Following World War II, the Golden Age of Tango drew to a close. Politics and the arts were in turmoil. Tango evolved a more avant-garde flavor as Tango combos performed more for listening audiences than dancing. Perhaps the most notable figure of this time was my favorite, Astor Piazzolla. Piazzolla was weaned on the music of Gardel and even appeared in a movie with Gardel in 1935. But, it was Troilo who started Piazzolla on his way to notoriety by inviting him to join his band as Troilo's primary bandoneon player and arranger. In 1967, Piazzolla composed the avant-garde Tango-operita "Maria de Buenos Aires", starring singer Amelita Baltar. So far from the traditional, this work distinguished Tango forever as pre- and post - Piazzolla. For me, Piazzolla is the essence of Tango -- love, betrayal, and resolution. I often hear my Tanguero amigos exclaim, "you can't dance to Piazzolla." I sometimes ask them, "Have you ever been in love, I mean really in love?" Then, you can dance to Piazzolla!

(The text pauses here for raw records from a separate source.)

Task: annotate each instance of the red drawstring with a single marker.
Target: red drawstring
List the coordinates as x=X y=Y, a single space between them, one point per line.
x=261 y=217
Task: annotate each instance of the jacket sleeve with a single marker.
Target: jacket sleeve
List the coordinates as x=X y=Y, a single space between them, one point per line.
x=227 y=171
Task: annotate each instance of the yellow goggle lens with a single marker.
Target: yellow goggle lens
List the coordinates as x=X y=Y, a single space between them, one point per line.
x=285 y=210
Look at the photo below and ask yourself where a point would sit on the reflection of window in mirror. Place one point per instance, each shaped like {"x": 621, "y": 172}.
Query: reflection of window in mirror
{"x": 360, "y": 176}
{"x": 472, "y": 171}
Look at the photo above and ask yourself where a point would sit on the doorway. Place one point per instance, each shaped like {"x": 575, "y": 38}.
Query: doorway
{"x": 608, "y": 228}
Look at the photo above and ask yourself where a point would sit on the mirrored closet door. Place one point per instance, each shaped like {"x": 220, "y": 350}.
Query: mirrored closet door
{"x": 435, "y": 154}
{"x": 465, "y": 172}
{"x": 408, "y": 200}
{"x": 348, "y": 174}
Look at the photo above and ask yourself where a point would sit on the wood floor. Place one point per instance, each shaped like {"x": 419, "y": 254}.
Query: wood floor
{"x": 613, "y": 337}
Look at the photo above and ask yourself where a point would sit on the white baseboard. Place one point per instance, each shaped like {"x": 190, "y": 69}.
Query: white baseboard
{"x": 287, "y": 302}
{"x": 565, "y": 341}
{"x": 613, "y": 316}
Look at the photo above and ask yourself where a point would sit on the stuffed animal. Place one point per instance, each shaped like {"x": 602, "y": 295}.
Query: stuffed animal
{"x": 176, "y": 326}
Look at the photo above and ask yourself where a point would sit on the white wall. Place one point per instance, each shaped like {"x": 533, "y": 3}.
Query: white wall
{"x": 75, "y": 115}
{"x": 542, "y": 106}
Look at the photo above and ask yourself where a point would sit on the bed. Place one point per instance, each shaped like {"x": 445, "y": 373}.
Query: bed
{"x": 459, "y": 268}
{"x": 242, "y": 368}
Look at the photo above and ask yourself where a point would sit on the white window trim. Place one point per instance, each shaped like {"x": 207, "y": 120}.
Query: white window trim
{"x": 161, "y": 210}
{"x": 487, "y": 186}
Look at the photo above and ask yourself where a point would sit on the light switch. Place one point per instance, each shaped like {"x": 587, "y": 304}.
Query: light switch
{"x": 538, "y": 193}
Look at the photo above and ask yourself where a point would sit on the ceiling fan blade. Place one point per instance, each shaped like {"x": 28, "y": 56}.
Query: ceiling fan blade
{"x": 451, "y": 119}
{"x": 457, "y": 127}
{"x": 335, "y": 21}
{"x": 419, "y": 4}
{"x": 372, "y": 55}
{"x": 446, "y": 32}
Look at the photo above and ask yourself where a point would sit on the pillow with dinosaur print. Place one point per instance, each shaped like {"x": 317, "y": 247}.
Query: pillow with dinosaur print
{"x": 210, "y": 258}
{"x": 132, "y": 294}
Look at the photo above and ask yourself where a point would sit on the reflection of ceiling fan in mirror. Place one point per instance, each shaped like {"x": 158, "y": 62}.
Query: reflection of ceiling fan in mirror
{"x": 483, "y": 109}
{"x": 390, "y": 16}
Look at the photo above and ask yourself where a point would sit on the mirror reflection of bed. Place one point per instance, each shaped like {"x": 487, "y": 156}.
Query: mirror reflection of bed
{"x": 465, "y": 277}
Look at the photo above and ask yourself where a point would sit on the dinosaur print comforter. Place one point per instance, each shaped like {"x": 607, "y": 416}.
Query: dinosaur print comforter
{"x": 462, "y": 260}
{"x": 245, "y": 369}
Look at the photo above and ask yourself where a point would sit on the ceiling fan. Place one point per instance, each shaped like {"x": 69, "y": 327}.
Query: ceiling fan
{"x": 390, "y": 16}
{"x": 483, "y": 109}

"The Tango is man and woman in search of each other. It is the search for embrace, a way to be together, when the man feels like a man and the woman feels like a woman, without machismo. The music arouses and torments, the dance is the coupling of two people, defenseless against the world and powerless to change things."

Juan Carlos Copes

Renaissance.
With movies such as "Scent of a Woman" , "True Lies", "Evita", and now "The Tango Lesson", Tango has had a resurgence, a veritable renaissance, of this marvelously romantic of all dances. Current Tango greats such as Juan Carlos Copes and Maria Nieves, Miguel Angel Zotto and Milena Plebs, and Oswaldo and Graciela, have shown us the magic of Tango in such shows as "Tango X Two (Tango Para Dos)", "Tango Argentino" and "Tango Passion".

Tango workshops and lessons abound in the DC area and one can Tango at least five nights a week at various venues. Come, let me show you the Tango! - fin.